Tampoco tuvo, en su paradiso, que tragar el líquido viscoso, pegajoso, granuliento y fétido que provenía de la fuente de buen olor; el brebaje que en unos cuantos días lo habría de convertir en un miserable adicto, en un vicioso que esperaba delirante el momento de mamar y mamar su dosis de "éxtasis" para poder continuar vegetando en un mundo no solicitado.
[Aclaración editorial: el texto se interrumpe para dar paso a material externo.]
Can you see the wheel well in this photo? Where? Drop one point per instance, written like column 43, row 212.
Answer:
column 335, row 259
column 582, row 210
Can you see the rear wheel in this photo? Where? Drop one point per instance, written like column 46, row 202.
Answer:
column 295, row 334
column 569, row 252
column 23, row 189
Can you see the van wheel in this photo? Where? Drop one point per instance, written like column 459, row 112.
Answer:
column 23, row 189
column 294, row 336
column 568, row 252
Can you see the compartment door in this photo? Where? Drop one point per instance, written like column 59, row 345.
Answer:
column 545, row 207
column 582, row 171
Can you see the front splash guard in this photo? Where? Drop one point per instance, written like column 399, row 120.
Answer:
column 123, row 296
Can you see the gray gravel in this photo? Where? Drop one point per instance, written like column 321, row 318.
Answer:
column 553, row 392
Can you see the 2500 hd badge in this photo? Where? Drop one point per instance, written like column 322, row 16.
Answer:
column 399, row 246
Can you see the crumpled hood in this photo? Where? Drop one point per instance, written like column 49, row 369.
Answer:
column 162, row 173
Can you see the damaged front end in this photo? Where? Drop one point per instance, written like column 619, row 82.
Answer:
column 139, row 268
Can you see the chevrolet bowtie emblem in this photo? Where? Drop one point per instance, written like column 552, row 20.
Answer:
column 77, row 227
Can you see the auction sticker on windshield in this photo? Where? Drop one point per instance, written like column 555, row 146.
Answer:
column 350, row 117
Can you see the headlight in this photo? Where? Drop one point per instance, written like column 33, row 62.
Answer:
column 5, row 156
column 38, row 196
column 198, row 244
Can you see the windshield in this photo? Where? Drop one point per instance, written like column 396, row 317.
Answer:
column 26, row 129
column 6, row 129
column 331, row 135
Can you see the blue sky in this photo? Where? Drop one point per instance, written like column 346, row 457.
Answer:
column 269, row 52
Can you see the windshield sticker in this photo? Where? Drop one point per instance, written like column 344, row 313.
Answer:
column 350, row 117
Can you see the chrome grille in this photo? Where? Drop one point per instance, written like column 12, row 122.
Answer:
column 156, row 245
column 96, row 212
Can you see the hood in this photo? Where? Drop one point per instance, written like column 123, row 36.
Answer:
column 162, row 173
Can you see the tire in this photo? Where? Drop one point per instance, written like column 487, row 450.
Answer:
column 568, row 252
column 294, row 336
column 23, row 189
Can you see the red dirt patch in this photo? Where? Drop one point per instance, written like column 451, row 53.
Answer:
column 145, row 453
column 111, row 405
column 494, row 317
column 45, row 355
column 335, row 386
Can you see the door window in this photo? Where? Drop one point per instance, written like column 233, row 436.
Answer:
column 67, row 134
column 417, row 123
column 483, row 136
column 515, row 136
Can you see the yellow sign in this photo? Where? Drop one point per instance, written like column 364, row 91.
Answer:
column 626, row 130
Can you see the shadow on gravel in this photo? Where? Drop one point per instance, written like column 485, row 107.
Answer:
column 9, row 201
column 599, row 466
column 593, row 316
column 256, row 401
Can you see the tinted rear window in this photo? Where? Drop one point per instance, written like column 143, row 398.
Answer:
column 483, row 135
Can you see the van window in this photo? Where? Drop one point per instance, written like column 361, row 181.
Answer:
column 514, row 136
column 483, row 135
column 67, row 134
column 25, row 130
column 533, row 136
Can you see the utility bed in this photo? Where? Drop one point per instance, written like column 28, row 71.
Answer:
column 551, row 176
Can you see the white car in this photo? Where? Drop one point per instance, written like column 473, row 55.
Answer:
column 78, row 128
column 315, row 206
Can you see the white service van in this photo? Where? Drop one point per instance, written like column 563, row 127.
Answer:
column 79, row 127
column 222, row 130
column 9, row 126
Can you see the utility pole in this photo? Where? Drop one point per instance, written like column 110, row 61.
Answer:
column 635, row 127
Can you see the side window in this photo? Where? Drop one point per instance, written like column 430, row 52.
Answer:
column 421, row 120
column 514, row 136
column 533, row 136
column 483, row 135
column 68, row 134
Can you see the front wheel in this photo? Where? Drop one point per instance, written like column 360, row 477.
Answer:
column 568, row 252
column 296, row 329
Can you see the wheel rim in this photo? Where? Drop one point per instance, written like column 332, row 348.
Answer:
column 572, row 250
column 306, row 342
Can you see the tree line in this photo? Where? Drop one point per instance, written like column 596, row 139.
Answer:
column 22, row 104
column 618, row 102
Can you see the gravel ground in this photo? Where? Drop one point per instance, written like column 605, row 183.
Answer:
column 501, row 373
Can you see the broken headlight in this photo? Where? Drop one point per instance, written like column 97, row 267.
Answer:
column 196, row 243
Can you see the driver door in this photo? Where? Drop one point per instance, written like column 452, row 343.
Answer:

Y en ese momento – "¡ora qué!... ¿un pinche rayo?"-, también recordó la eternidad que duraron los cuarenta y cinco años de ostracismo teniendo que tragar, ya no los colores, ruidos, olores, sabores y demás sensaciones de un mundo que nunca buscó, sino la bestialidad de
–... los ojetes, los normales: pobres vivos inertes que semana a semana idolatran a sus malditos dioses, día a día se los pasan por sus benditos güevos, hora a hora se esmeran en chingar al prójimo, y segundo a segundo triunfan en ser insuperables hijos de puta.
Y empezó a invadirle la certeza de estar a punto de emanciparse de ellos para volver al presentido paraíso no-color, quizá no tan idílico como aquél de donde provino, pero esperanzadamente más duradero –"¿eterno?, esas son mamadas..." En todo caso un lugar intangible, una Nada que seguramente no tendría que compartir con los ojetes, los que siempre creen tener la razón; los que son capaces de todo por imponer al resto su criterio y visión de política, partido, equipo, culito, costumbres, valores, familia, vestimenta, conducta, filosofía; verdad, dios. Los que siendo como él, un sueño efímero, se creen realidad, alma, inmortalidad.
—¡qué chingaos pasa!, ¡no puede ser la cruda!
Y apenas terminaba el tris en que el "pinche rayo" le estrelló la vista y reventó los oídos, cuando los reconoció; – "¿vienen a chingar, verdad?, ¡a chingar a su madre! Adiós ojetes... y de paso a él también"-, mas ya no pudo retobarles ni huirles corriendo en cuatro patas como hacía cada vez que los enfrentaba con decisión en respuesta a las habituales burlas y ofensas.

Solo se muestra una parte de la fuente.